Orientation : occasion manquée

Le CESE a voté un avis sur l’orientation à un moment où un projet de loi entend, sans concertation, mettre à bas les dispositifs actuels de l’orientation des élèves notamment en menaçant l’existence des CIO et en démantelant l’ONISEP ; à un moment également où les protestations se multiplient contre Parcoursup, un dispositif qui, sous couvert d’orientation, organise en fait la sélection. Si l’avis pointe bien les enjeux, ses préconisations sont décevantes voire pour certaines dangereuses.

La préparation de cet avis a donné lieu à l’expérimentation d’un plate forme de consultation citoyenne que nous avons relayée dans cette notre lettre de janvier 2018. Les résultats en ont été pour le moins mitigés : la participation a été plus importante que dans d’autres consultations mais insuffisante pour que certaines propositions puissent apparaître comme validées et que l’on puisse mesurer un état de l’opinion. Et on peut se demander si le travail considérable qu’a impliqué cette plate forme ne s’est pas fait au détriment des débats : le sentiment que l’on peu retirer de l’avis est en tout cas que la réflexion et la discussion n’ont pas été assez poussées sur un certain nombre de points.

Les enjeux de l’orientation scolaire sont de permettre à chacun de faire des choix éclairés et de lutter contre les déterminismes sociaux qui produisent d’inacceptables ségrégations. Cela nécessite un accompagnement, différent de l’orientation professionnelle des salariés et chômeurs, des moyens, une offre de formation diversifiée, lisible et bien répartie, un service public national, une lutte contre les stéréotypes.

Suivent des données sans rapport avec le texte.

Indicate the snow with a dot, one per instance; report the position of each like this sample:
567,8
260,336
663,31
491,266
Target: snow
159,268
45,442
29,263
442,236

L’avis a le mérite de pointer ces enjeux et un certain nombre de préconisations vont dans le bon sens, même si elles sont parfois ambiguës ou insuffisantes : c’est le cas par exemple de la préconisation d’un plan de recrutement de conseillers d’orientation ou de ce qui est dit sur le rôle national de l’ONISEP ou sur l’accès à l’université. C’est le cas de l’affirmation que l’orientation ne peut pas se concevoir comme une orientation couperet mais comme un parcours. En même temps ces préconisations sont souvent timides et ne rompent pas toujours assez avec les politiques de régression lancées aujourd’hui.

Mais le problème est que d’autres dépassent le champ de l’orientation scolaire et proposent des mesures qui n’ont pas été assez débattues, en particulier avec les professionnels concernés, et dont les conséquences négatives peuvent être importantes. Si le but du CESE est de trouver les équilibres permettant de mesurer l’acceptabilité des réformes, on en est loin.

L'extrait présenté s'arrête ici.